I am, after all, a Libra.
Thank you, Harriet, for this. I definitely understand the intellect moving ahead of the emotions. That's been my entire life. Then the anorexia happened, and my emotional life has been going haywire and the rest can't catch up!
That's what I love about the blogosphere- we get to see these glimpses of each other, and then more and more. It's lovely. I'm thankful you're here with me. ;)
Sometimes I think that the "love yourself no matter how large you are" can sound like it's coming from the enemy, someone who doesn't understand. Maybe even someone who wants to sabotage you. It's a hard truth to swallow in times when people can be so cruel, when TV and movies use fat suits as if it's funny. Ha ha ha, so funny.

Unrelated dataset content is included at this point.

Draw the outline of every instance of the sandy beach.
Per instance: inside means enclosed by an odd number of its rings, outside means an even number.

We know what Mimi was saying was true.
I know she's with you always because you heard her. I have some friends whom I miss, who I sometimes think of and wonder what they'd do or say about something. They taught me to stay strong and use my voice and allow myself an opinion. It sounds like Mimi tried to tell people they had equal worth is this world and that's quite a legacy to leave behind. You were lucky to have known her. And she to know you.
"Sometimes, you know, the emotions take a while to catch up with the intellect."
Thanks for sharing this! I needed reminding. Just because I don't always feel what I know to be true doesn't make it any less true.
"One made a decision with the mind--with the cool logic of a chess player--and thenit became necessary to grow to it, to curb the emotional protests, to resist the longing to flee. The real enemy was fear." -- Dorothy Gilman, The Elusive Mrs. Pollifax
I learned about Mimi about the time she died, so I never got to meet her. I would have loved to. Madison needs vocal fat activists, and I've been looking for them, and finally, here you are. I'm so thrilled! Thank you for carrying on, and for honoring Mimi's legacy. I hope I get the chance to meet you someday.
Hi Bear,
I'm in San Diego at the National Eating DIsorders Convention right now. Lots to talk about from here. I'd love to meet you in Madison when I get back. Any friend of Mimi's, potential or otherwise, is a friend of mine.